術者の作った『現実とは異なる世界』を他人に見せる魔法です。
ただ、見せると言っても視覚だけじゃありません。聴覚や触角、嗅覚、味覚。そして痛みまでも。五感を奪い、操り、思いのままの幻覚を見せる……まさに文字通りの【幻覚魔法】だとか。
「そうか……そうでしたか」
「納得」
だとすれば、全て辻褄が合います。
悪夢にしては妙にリアリティがありすぎる……それもそうですよね。私達の五感をそういう風に弄られちゃってるんですから。
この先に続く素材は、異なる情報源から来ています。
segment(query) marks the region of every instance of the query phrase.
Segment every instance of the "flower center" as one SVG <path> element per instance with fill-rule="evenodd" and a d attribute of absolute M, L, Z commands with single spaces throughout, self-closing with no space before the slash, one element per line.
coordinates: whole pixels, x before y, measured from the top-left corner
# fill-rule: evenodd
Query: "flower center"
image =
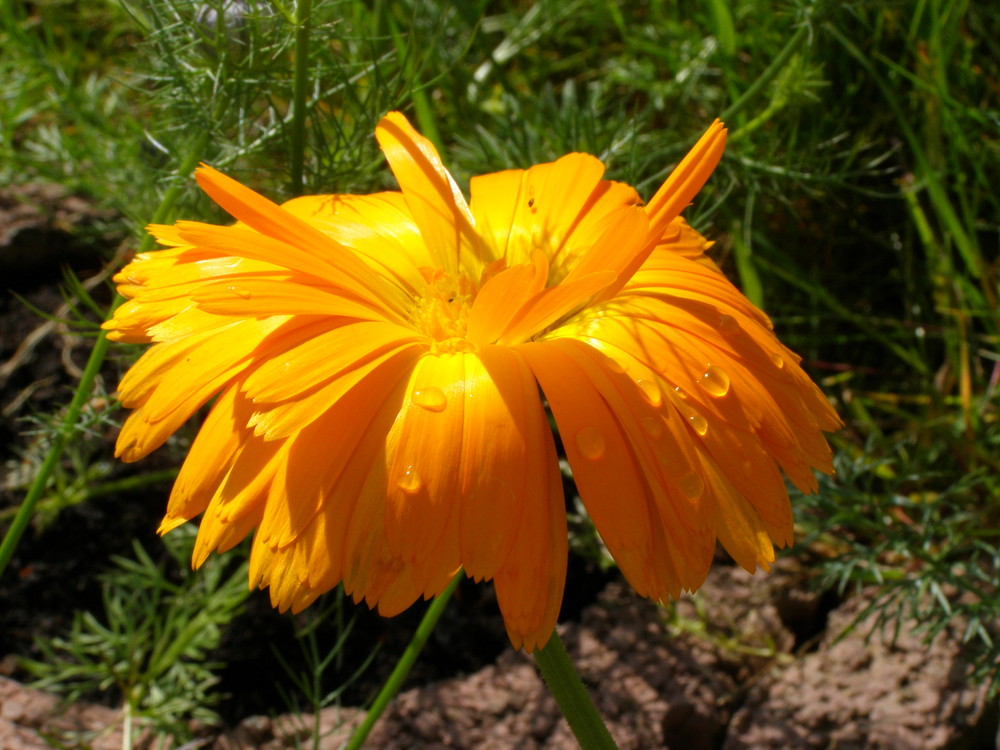
<path fill-rule="evenodd" d="M 438 268 L 421 268 L 427 281 L 423 296 L 416 300 L 414 327 L 431 341 L 431 352 L 471 352 L 475 346 L 466 341 L 469 310 L 476 298 L 476 287 L 464 275 L 452 275 Z"/>

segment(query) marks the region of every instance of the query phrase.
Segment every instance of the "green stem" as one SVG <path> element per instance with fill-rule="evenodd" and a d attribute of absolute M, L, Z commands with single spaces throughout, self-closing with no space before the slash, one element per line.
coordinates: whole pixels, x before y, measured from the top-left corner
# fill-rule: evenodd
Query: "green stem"
<path fill-rule="evenodd" d="M 413 668 L 414 662 L 417 660 L 417 656 L 420 655 L 424 644 L 427 643 L 428 637 L 434 631 L 434 626 L 437 625 L 437 621 L 440 619 L 441 614 L 444 612 L 445 606 L 448 604 L 448 600 L 451 599 L 451 595 L 455 592 L 458 587 L 458 582 L 465 575 L 463 571 L 459 570 L 455 574 L 455 577 L 451 579 L 451 583 L 448 587 L 442 591 L 438 596 L 434 598 L 431 605 L 427 608 L 427 612 L 424 613 L 424 619 L 420 621 L 420 625 L 417 627 L 417 632 L 413 634 L 413 639 L 407 645 L 406 650 L 403 652 L 402 657 L 396 663 L 396 668 L 392 670 L 392 674 L 389 675 L 389 679 L 385 681 L 382 685 L 382 689 L 379 691 L 378 695 L 375 697 L 375 702 L 372 703 L 372 707 L 368 709 L 368 715 L 365 716 L 365 720 L 361 722 L 354 734 L 351 735 L 351 741 L 347 743 L 344 750 L 358 750 L 368 738 L 368 733 L 371 732 L 372 727 L 375 726 L 375 722 L 379 720 L 382 712 L 385 711 L 386 706 L 389 705 L 396 693 L 399 692 L 399 688 L 403 685 L 403 680 L 410 673 Z"/>
<path fill-rule="evenodd" d="M 306 153 L 306 88 L 309 85 L 309 26 L 312 0 L 295 4 L 295 77 L 292 79 L 292 194 L 302 195 Z"/>
<path fill-rule="evenodd" d="M 178 167 L 177 174 L 190 174 L 191 170 L 194 169 L 198 160 L 201 158 L 201 154 L 205 150 L 205 146 L 207 144 L 208 133 L 203 132 L 198 136 L 197 140 L 195 140 L 187 158 L 185 158 Z M 183 191 L 184 185 L 179 181 L 170 186 L 164 194 L 163 200 L 160 201 L 160 205 L 156 209 L 156 212 L 153 214 L 154 224 L 162 223 L 167 218 Z M 153 238 L 151 235 L 147 234 L 139 243 L 139 252 L 145 252 L 152 246 Z M 111 302 L 111 311 L 114 311 L 115 307 L 117 307 L 120 302 L 121 297 L 116 294 L 114 300 Z M 76 425 L 80 420 L 80 413 L 83 411 L 84 405 L 90 399 L 91 393 L 94 389 L 94 381 L 97 379 L 97 375 L 101 371 L 101 365 L 104 363 L 105 356 L 107 356 L 108 343 L 107 336 L 105 336 L 104 331 L 101 331 L 100 334 L 98 334 L 97 341 L 94 343 L 94 348 L 90 352 L 90 358 L 87 360 L 87 366 L 83 370 L 83 376 L 80 378 L 80 382 L 76 386 L 76 391 L 73 394 L 73 400 L 70 401 L 70 404 L 66 409 L 66 414 L 56 431 L 55 438 L 52 440 L 52 445 L 49 446 L 48 453 L 45 455 L 45 460 L 39 467 L 38 473 L 35 474 L 35 478 L 32 481 L 31 486 L 28 488 L 28 494 L 21 503 L 21 507 L 18 508 L 17 515 L 14 516 L 14 520 L 11 522 L 10 528 L 7 529 L 3 542 L 0 543 L 0 576 L 3 576 L 4 571 L 7 569 L 7 565 L 14 556 L 14 550 L 17 549 L 17 545 L 21 541 L 21 537 L 24 535 L 25 530 L 28 528 L 28 524 L 31 522 L 31 518 L 35 513 L 35 506 L 38 505 L 38 501 L 41 499 L 42 493 L 45 492 L 45 488 L 48 486 L 49 477 L 55 470 L 59 460 L 62 458 L 62 452 L 66 447 L 66 443 L 73 436 L 73 433 L 76 430 Z"/>
<path fill-rule="evenodd" d="M 535 651 L 535 663 L 580 747 L 583 750 L 617 750 L 558 632 L 552 631 L 545 648 Z"/>
<path fill-rule="evenodd" d="M 760 74 L 756 81 L 750 84 L 750 88 L 743 92 L 743 95 L 737 99 L 735 102 L 726 108 L 719 119 L 723 122 L 728 122 L 732 120 L 737 114 L 739 114 L 746 106 L 753 100 L 758 94 L 760 94 L 767 85 L 774 80 L 774 77 L 781 72 L 781 69 L 785 67 L 792 55 L 799 51 L 799 47 L 802 43 L 809 38 L 809 26 L 808 24 L 802 24 L 799 30 L 792 35 L 792 38 L 788 40 L 778 56 L 771 61 L 771 64 L 767 66 L 767 69 Z"/>

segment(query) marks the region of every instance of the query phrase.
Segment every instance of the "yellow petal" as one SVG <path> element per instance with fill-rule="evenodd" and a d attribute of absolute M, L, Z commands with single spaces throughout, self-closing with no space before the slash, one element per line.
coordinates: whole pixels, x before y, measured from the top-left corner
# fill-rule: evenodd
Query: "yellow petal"
<path fill-rule="evenodd" d="M 505 247 L 496 257 L 519 265 L 540 249 L 556 261 L 576 225 L 589 218 L 588 204 L 603 174 L 604 165 L 593 156 L 567 154 L 527 170 L 473 177 L 472 209 L 495 252 Z"/>
<path fill-rule="evenodd" d="M 249 354 L 282 319 L 237 321 L 221 330 L 157 344 L 122 379 L 126 406 L 138 406 L 118 436 L 116 455 L 135 461 L 159 447 L 194 411 L 237 377 Z"/>
<path fill-rule="evenodd" d="M 478 268 L 481 240 L 455 180 L 441 163 L 434 144 L 417 133 L 399 112 L 390 112 L 375 128 L 385 158 L 402 188 L 406 204 L 434 266 L 451 273 L 473 261 Z"/>
<path fill-rule="evenodd" d="M 419 269 L 434 266 L 402 193 L 308 195 L 281 207 L 356 251 L 411 292 L 422 286 Z"/>
<path fill-rule="evenodd" d="M 273 246 L 276 241 L 290 245 L 300 251 L 296 253 L 297 260 L 309 262 L 306 258 L 310 258 L 315 263 L 315 259 L 319 259 L 330 269 L 329 273 L 336 274 L 337 277 L 346 276 L 355 282 L 358 288 L 367 290 L 369 294 L 366 297 L 369 302 L 385 304 L 395 310 L 404 309 L 405 304 L 398 290 L 372 273 L 356 255 L 338 245 L 316 227 L 282 210 L 264 196 L 211 167 L 202 166 L 195 172 L 195 177 L 198 185 L 212 200 L 234 218 L 259 232 L 259 236 L 265 238 L 265 244 Z M 195 229 L 188 226 L 192 230 Z M 250 244 L 249 235 L 252 233 L 249 230 L 229 227 L 229 232 L 236 233 L 242 238 L 241 245 L 243 241 Z M 280 256 L 271 256 L 272 259 L 276 257 Z"/>
<path fill-rule="evenodd" d="M 244 392 L 257 404 L 274 404 L 314 391 L 332 378 L 404 344 L 420 341 L 412 330 L 381 321 L 317 320 L 286 338 L 247 376 Z"/>
<path fill-rule="evenodd" d="M 250 419 L 255 434 L 265 440 L 287 437 L 324 414 L 352 389 L 366 380 L 378 382 L 389 374 L 413 366 L 423 347 L 403 344 L 380 353 L 370 360 L 356 363 L 349 370 L 320 383 L 312 391 L 289 398 L 273 406 L 261 404 Z"/>
<path fill-rule="evenodd" d="M 249 436 L 246 424 L 250 411 L 237 399 L 238 391 L 237 384 L 226 388 L 205 417 L 174 481 L 167 513 L 158 529 L 160 534 L 177 528 L 208 507 L 236 451 Z"/>

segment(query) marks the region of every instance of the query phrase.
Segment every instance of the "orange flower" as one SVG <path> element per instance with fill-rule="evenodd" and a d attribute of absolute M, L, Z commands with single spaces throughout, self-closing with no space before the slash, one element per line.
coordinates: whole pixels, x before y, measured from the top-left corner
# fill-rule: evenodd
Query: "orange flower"
<path fill-rule="evenodd" d="M 167 249 L 116 277 L 105 324 L 154 344 L 119 388 L 124 460 L 217 396 L 160 531 L 203 514 L 198 566 L 256 529 L 251 585 L 293 611 L 342 581 L 392 615 L 463 567 L 531 651 L 566 569 L 544 398 L 639 593 L 696 589 L 717 539 L 766 569 L 792 539 L 781 470 L 815 490 L 839 420 L 678 216 L 725 134 L 645 206 L 584 154 L 473 178 L 467 203 L 398 113 L 376 137 L 401 192 L 278 206 L 200 169 L 237 223 L 151 227 Z"/>

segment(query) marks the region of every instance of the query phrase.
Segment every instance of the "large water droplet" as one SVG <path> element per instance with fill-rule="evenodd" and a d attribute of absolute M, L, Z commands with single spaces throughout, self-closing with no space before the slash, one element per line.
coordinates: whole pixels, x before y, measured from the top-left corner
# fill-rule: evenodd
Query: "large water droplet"
<path fill-rule="evenodd" d="M 250 297 L 253 296 L 250 294 L 249 289 L 242 286 L 227 286 L 226 289 L 242 299 L 250 299 Z"/>
<path fill-rule="evenodd" d="M 423 484 L 424 483 L 421 481 L 420 475 L 417 474 L 417 469 L 414 466 L 407 466 L 400 475 L 399 479 L 396 481 L 396 486 L 407 495 L 416 495 L 420 492 L 420 488 Z"/>
<path fill-rule="evenodd" d="M 674 386 L 674 393 L 677 394 L 677 398 L 679 398 L 679 399 L 687 399 L 687 397 L 688 397 L 688 395 L 685 392 L 685 390 L 683 388 L 681 388 L 679 385 Z"/>
<path fill-rule="evenodd" d="M 645 397 L 653 406 L 659 406 L 663 403 L 663 394 L 660 393 L 660 388 L 652 380 L 637 380 L 636 385 L 642 391 L 642 395 Z"/>
<path fill-rule="evenodd" d="M 729 375 L 721 367 L 709 365 L 698 385 L 708 391 L 710 396 L 720 398 L 729 393 Z"/>
<path fill-rule="evenodd" d="M 736 322 L 736 318 L 732 315 L 720 315 L 719 316 L 719 333 L 723 336 L 727 336 L 731 333 L 736 333 L 740 330 L 740 324 Z"/>
<path fill-rule="evenodd" d="M 614 357 L 606 356 L 604 358 L 604 364 L 607 365 L 611 372 L 617 372 L 619 375 L 625 372 L 625 366 Z"/>
<path fill-rule="evenodd" d="M 774 362 L 774 366 L 778 369 L 785 366 L 785 360 L 777 352 L 771 352 L 771 361 Z"/>
<path fill-rule="evenodd" d="M 685 474 L 677 480 L 677 486 L 688 498 L 696 500 L 705 491 L 705 480 L 694 473 Z"/>
<path fill-rule="evenodd" d="M 427 411 L 444 411 L 448 398 L 440 388 L 420 388 L 413 392 L 413 403 Z"/>
<path fill-rule="evenodd" d="M 584 427 L 576 433 L 576 447 L 584 458 L 596 461 L 604 455 L 604 435 L 596 427 Z"/>
<path fill-rule="evenodd" d="M 646 434 L 654 440 L 659 440 L 663 437 L 663 420 L 660 417 L 643 417 L 640 423 Z"/>
<path fill-rule="evenodd" d="M 704 435 L 708 432 L 708 420 L 705 419 L 701 414 L 692 414 L 688 417 L 688 422 L 694 427 L 694 431 L 699 435 Z"/>

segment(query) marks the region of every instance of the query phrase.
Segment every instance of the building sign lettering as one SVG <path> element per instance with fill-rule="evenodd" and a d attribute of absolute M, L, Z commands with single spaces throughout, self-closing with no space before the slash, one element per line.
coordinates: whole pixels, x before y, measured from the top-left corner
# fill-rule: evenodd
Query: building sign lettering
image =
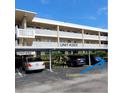
<path fill-rule="evenodd" d="M 61 47 L 77 47 L 78 44 L 76 43 L 60 43 Z"/>

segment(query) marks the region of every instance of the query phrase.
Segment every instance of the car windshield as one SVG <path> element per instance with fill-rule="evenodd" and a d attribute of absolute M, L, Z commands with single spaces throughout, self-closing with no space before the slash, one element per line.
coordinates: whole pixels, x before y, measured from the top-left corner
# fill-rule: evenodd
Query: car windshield
<path fill-rule="evenodd" d="M 85 58 L 80 58 L 81 60 L 85 60 Z"/>
<path fill-rule="evenodd" d="M 84 61 L 84 60 L 85 60 L 85 58 L 77 58 L 77 60 Z"/>
<path fill-rule="evenodd" d="M 27 58 L 28 62 L 36 62 L 36 61 L 41 61 L 40 58 Z"/>

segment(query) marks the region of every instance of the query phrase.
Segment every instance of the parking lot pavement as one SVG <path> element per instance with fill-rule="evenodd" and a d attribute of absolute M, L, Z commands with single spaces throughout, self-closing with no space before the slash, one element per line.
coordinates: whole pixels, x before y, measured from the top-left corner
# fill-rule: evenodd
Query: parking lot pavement
<path fill-rule="evenodd" d="M 26 74 L 15 80 L 15 93 L 107 93 L 107 70 L 90 72 L 81 77 L 66 77 L 85 67 L 55 68 Z"/>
「つまり、私達は幻覚相手に剣を振るっていたって事ですか」
「同意」
「おまえら。てのひらのうえ」
「……そうですね」
そもそもミミズクに掌は無いでしょ……というツッコミは野暮ですね。黙っておきましょう。
ともかく、謎が一つ解けました。
あの悪夢、いや幻覚はミミズクの仕業【幻覚魔法】だったようです。
となると、もう1つ訊ねておきたい事があります。
あのミミズクが素直に教えてくれるかは微妙なところですが……この際、ダメ元でもいってみましょう。
「ミミズクさん。……こんなザコの私達にもう1つ教えてください」
「なに」
下手に出てみればアッサリ快諾。このミミズクの操り方を分かった気がしました。
……まあ、それは置いておいて本題です。
ここは直球どストレートで訊ねることにしました。
「ミミズクさん……あなたは一体何者なんですか?」
「しりたいかよ」
「お願いします」
「何卒」
揃って頭を下げる私とクーゴ。
そんな私達に、ミミズクはため息交じりで答えてくれました。